Aims: This multi-center retrospective cohort study of consecutive surgical in-patients with a DOAC assay, performed over a five-year period, aimed to characterize preoperative DOAC assay orders and their impact on perioperative outcomes.
Materials and methods: Patients prescribed regular DOAC (both prophylactic and therapeutic dosing) with a preoperative DOAC assay were included. The DOAC assay titer was evaluated against endpoints. Further, patients with an assay were compared against anticoagulated patients who did not receive a preoperative DOAC assay. The primary endpoint was major bleeding. Secondary endpoints included perioperative hemoglobin change, blood transfusions, idarucizumab or prothrombin complex concentrate administration, postoperative thrombosis, in-hospital mortality and reoperation. Adjusted and unadjusted linear regression models were used for continuous data. Binary logistic models were performed for dichotomous outcomes.
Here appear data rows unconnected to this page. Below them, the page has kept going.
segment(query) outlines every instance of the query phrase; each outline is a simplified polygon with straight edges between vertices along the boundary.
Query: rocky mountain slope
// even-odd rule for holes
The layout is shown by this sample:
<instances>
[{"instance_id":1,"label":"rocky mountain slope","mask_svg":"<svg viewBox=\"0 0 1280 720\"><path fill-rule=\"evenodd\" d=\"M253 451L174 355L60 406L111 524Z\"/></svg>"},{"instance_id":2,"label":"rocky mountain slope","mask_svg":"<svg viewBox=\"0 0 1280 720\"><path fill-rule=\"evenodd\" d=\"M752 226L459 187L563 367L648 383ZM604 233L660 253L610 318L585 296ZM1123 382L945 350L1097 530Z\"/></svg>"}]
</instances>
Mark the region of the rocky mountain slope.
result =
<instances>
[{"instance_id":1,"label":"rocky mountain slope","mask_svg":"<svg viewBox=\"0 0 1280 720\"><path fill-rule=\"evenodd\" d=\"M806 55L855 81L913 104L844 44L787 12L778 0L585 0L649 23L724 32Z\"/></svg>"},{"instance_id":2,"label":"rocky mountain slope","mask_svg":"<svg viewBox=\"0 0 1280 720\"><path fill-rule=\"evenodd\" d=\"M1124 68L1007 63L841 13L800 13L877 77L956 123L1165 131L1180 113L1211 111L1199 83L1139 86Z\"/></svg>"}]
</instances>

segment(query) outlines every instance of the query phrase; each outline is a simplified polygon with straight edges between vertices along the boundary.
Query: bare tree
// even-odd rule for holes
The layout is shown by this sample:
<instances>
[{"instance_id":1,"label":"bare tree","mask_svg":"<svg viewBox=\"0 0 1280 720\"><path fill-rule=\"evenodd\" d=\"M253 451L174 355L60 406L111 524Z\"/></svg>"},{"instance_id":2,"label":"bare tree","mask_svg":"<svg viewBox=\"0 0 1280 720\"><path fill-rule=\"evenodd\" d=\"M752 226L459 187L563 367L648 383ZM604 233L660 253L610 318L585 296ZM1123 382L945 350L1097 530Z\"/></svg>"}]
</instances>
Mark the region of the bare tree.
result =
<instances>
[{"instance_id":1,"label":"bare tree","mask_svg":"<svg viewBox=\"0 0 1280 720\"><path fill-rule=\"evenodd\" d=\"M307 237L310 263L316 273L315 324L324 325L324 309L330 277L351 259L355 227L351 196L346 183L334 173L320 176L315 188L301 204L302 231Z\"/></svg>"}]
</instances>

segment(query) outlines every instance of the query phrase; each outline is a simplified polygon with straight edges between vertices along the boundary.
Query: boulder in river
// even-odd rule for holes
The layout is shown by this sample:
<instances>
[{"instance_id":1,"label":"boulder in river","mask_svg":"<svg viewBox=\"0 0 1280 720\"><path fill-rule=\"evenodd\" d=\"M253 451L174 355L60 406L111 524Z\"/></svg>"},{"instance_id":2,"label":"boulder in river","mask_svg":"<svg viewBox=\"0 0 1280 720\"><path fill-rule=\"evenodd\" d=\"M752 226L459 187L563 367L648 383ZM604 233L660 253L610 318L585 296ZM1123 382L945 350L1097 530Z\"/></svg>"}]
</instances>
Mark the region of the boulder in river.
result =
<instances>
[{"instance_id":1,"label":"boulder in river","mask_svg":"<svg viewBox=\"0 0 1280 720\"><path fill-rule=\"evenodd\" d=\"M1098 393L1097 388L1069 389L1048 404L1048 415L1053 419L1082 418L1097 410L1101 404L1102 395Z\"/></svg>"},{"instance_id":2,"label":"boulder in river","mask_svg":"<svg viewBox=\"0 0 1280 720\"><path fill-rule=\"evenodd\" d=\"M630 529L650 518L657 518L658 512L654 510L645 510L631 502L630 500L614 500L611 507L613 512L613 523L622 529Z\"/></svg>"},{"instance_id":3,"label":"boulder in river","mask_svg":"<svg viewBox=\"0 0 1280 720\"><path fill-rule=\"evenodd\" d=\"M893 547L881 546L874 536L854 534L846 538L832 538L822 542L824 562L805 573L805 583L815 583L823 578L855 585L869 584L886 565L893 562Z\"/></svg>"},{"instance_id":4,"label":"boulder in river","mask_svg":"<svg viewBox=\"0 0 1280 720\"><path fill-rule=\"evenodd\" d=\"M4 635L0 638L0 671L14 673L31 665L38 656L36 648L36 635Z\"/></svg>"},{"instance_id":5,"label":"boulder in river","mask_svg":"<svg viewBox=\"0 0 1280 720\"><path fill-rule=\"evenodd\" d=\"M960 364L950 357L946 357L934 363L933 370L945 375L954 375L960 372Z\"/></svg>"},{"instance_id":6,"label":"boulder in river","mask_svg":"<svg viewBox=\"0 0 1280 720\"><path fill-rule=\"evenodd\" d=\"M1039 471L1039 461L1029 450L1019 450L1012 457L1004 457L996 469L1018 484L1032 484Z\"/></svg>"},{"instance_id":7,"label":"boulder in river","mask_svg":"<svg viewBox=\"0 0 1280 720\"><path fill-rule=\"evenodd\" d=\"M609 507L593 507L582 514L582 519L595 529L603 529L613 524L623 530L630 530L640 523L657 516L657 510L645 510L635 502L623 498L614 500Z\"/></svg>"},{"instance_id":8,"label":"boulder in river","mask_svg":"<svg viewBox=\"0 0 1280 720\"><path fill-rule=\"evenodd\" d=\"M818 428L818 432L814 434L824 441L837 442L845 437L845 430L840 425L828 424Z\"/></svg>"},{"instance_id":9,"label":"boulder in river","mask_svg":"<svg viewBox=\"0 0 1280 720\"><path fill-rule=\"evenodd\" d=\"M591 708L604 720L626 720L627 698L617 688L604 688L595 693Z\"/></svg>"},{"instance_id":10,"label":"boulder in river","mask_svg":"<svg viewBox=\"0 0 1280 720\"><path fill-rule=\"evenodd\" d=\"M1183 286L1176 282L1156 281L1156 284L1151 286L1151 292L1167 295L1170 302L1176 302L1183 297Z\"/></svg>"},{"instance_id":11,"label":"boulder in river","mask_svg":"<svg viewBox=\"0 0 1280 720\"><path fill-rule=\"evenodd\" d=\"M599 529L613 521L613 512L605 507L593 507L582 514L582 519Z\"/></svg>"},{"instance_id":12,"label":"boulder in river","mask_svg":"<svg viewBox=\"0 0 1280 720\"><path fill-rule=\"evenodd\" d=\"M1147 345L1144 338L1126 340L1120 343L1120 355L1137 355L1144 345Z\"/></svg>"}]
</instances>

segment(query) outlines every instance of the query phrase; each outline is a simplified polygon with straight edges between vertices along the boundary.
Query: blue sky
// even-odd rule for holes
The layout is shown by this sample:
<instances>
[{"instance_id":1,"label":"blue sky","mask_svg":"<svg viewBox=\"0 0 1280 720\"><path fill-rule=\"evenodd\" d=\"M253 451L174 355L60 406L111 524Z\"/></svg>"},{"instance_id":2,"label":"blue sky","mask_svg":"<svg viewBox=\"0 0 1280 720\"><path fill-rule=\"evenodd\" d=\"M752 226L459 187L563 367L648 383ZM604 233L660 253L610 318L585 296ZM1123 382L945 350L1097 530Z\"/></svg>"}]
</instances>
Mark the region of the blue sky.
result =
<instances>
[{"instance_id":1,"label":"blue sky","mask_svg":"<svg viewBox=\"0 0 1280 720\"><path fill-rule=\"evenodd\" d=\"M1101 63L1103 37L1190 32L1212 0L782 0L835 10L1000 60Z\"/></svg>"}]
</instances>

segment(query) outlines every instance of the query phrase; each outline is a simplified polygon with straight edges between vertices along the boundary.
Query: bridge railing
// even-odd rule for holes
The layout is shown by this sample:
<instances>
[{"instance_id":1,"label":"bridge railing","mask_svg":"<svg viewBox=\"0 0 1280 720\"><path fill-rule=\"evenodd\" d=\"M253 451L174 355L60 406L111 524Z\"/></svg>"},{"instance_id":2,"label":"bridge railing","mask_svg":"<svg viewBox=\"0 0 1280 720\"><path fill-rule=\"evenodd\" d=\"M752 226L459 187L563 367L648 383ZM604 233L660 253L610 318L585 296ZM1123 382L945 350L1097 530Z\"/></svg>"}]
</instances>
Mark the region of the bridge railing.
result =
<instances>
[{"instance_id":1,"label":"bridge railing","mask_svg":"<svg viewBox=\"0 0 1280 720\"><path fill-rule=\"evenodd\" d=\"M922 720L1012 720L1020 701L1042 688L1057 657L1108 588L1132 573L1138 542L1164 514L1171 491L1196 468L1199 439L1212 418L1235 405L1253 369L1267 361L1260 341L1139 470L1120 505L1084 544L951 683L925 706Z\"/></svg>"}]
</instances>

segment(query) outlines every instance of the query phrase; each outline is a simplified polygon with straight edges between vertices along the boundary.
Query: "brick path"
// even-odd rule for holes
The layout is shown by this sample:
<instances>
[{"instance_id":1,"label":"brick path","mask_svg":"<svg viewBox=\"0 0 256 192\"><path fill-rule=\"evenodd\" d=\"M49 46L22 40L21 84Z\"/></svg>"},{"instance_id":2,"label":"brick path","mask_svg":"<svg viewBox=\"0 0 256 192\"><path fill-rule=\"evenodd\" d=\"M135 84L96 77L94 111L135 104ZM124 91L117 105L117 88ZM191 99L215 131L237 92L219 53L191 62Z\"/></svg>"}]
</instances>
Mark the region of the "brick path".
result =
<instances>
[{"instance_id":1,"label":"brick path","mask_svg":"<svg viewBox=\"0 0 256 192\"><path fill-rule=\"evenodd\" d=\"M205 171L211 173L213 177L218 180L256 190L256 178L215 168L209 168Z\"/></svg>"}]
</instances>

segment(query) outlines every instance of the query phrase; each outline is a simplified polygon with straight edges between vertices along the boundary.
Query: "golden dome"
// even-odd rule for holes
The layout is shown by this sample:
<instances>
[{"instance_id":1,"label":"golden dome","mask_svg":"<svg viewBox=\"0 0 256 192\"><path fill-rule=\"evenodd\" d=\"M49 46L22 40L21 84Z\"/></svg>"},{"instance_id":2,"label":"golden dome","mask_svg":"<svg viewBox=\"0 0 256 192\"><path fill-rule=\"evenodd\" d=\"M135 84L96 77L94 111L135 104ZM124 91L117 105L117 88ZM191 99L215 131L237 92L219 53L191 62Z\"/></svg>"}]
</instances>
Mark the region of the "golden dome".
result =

Results: 1065 patients were included, 232 had preoperative assays. Assays were ordered most commonly by Spinal (11.9%), Orthopedics (15.4%), and Neurosurgery (19.4%). For every 10 ng/ml increase in titer, the hemoglobin decreases by 0.5066 g/L and the odds of a preoperative reversal increases by 13%. Compared to those without an assay, patients with preoperative DOAC assays had odds 1.44× higher for major bleeding, 2.98× higher for in-hospital mortality and 16.3× higher for receiving anticoagulant reversal.
Conclusion: A preoperative DOAC assay order was associated with worse outcomes despite increased reversal administration. However, the DOAC assay titer can reflect the patient's likelihood of bleeding.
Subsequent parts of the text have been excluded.